Client secrets format
The `--client-secrets` file is the OAuth2 client configuration downloaded from Google Cloud Console.
It looks like:

{
  "installed": {
    "client_id": "YOUR_CLIENT_ID.apps.googleusercontent.com",
    "project_id": "your-project-id",
    "auth_uri": "https://accounts.google.com/o/oauth2/auth",
    "token_uri": "https://oauth2.googleapis.com/token",
    "auth_provider_x509_cert_url": "https://www.googleapis.com/oauth2/v1/certs",
    "client_secret": "YOUR_CLIENT_SECRET",
    "redirect_uris": [
      "http://localhost"
    ]
  }
}

Setup steps
1. Google Cloud Console -> APIs & Services -> OAuth consent screen:
   - Configure a consent screen (External or Internal) and add yourself as a test user if required.

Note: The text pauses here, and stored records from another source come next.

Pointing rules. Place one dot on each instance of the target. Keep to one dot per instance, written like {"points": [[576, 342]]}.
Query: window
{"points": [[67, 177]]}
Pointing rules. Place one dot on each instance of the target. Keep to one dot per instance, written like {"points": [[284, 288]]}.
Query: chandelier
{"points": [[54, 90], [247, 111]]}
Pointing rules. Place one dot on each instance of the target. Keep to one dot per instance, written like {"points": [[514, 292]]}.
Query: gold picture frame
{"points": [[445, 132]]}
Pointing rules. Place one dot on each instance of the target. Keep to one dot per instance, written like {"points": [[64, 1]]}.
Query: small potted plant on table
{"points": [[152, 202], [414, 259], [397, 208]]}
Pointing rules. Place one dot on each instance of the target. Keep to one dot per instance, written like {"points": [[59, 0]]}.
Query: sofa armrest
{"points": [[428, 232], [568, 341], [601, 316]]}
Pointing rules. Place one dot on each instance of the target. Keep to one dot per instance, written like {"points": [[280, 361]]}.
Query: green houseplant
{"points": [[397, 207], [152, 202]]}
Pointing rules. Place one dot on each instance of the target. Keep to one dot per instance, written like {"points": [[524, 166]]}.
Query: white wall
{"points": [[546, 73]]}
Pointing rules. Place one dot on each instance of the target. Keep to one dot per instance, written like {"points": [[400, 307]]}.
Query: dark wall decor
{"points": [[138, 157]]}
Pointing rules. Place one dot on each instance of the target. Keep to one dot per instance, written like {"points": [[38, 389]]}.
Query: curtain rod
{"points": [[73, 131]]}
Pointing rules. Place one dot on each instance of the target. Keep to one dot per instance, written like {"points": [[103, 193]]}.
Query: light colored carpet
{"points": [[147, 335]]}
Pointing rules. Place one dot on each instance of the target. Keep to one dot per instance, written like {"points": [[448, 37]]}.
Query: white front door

2. APIs & Services -> Credentials -> Create Credentials -> OAuth client ID:
   - Application type: Desktop app.
3. Download the JSON and pass its path to `--client-secrets`.
4. Run the command:
   - `worai google-search-console --site sc-domain:example.com --client-secrets /path/to/client_secrets.json`
   - If your OAuth client requires a fixed redirect URI (e.g. Web app), add `--port 8080` and register `http://localhost:8080`.
5. The first run opens a browser for consent and writes a token file (default `gsc_token.json`).